KnownStringsBenchmark is significantly faster (20% and up). Http1ConnectionParsingOverheadBenchmark is slower, but that is expected as we're creating a reader and not actually using it (this test uses a null parser). Http1WritingBenchmark is broken in master.

The rest of the Kestrel.Performance benchmarks showed no impact.

Current state and next steps

This change removes essentially all of the unsafe code in HttpParser and makes it significantly faster. It relies on the BufferReader holding context to maximize the performance gains. There is a good chance you might find more headroom in other areas by leveraging a similar approach.

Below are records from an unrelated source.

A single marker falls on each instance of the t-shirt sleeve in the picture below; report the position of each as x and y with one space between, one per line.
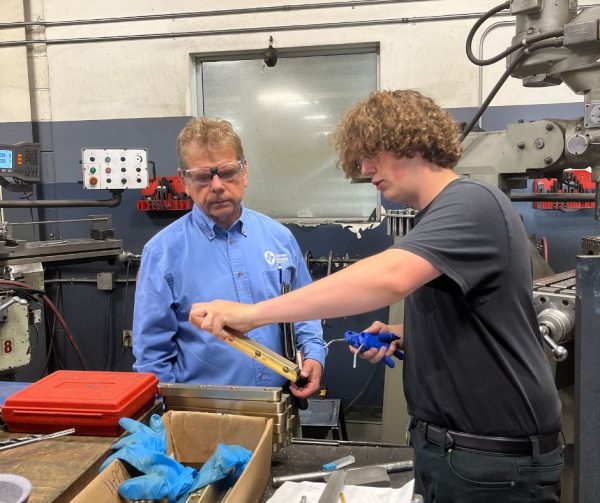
454 236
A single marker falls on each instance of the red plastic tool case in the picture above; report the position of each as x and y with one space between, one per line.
90 402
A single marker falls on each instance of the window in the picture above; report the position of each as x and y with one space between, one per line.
286 117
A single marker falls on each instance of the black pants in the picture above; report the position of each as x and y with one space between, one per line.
459 476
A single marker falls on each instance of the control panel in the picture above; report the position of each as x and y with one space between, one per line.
21 160
114 168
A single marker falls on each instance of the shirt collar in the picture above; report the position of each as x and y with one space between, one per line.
211 229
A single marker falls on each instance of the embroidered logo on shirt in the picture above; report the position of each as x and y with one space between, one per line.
275 258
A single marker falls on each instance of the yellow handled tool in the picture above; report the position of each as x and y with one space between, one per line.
264 355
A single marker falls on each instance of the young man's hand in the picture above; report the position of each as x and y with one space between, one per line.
222 318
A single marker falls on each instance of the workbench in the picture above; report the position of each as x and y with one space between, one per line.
59 468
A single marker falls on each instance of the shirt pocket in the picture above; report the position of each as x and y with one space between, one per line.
272 284
424 301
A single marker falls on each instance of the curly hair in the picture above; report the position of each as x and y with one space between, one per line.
210 134
402 122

It also gets performance gains by changing the way we parse. It breaks up valid lines by CRLF and only passes the "good" line for further parsing, which simplifies the inner parsing logic. When iterating through the design in CoreFXlab I found that to be the source of about half of the performance gains.

The BufferReader code is a copy of what will go into CoreFX as SequenceReader. I'll be working on getting that through and then the BufferReader can be dropped from Kestrel.

pakrym commented 5 years ago

cc @sebastienros

JeremyKuhne commented 5 years ago

Note that @GrabYourPitchforks Span/Memory perf changes should hopefully improve things even further.

benaadams commented 5 years ago

Nice 😄

davidfowl commented 5 years ago

@JeremyKuhne is this good to go? @sebastienros We want to run an end to end perf test here, where is the bottt 😄

pakrym commented 5 years ago

I've run plaintext on this:

Before:

RequestsPerSecond:           1,913,912
Max CPU (%):                 93
WorkingSet (MB):             384
Avg. Latency (ms):           3.8
Startup (ms):                388
First Request (ms):          85.9
Latency (ms):                0.6
Total Requests:              19,309,615
Duration: (ms)               10,090
Socket Errors:               0
Bad Responses:               0
SDK:                         2.2.100-rtm-009578
Runtime:                     3.0.0-preview1-27101-02
ASP.NET Core:                3.0.0-alpha1-10655

After:

RequestsPerSecond:           1,913,873
Max CPU (%):                 92
WorkingSet (MB):             382
Avg. Latency (ms):           5.4
Startup (ms):                393
First Request (ms):          82.2
Latency (ms):                0.4
Total Requests:              19,305,979
Duration: (ms)               10,087
Socket Errors:               0
Bad Responses:               0
SDK:                         2.2.100-rtm-009578
Runtime:                     3.0.0-preview1-27101-02
ASP.NET Core:                3.0.0-alpha1-10655

Platform benchmark is unfortunately broken in master.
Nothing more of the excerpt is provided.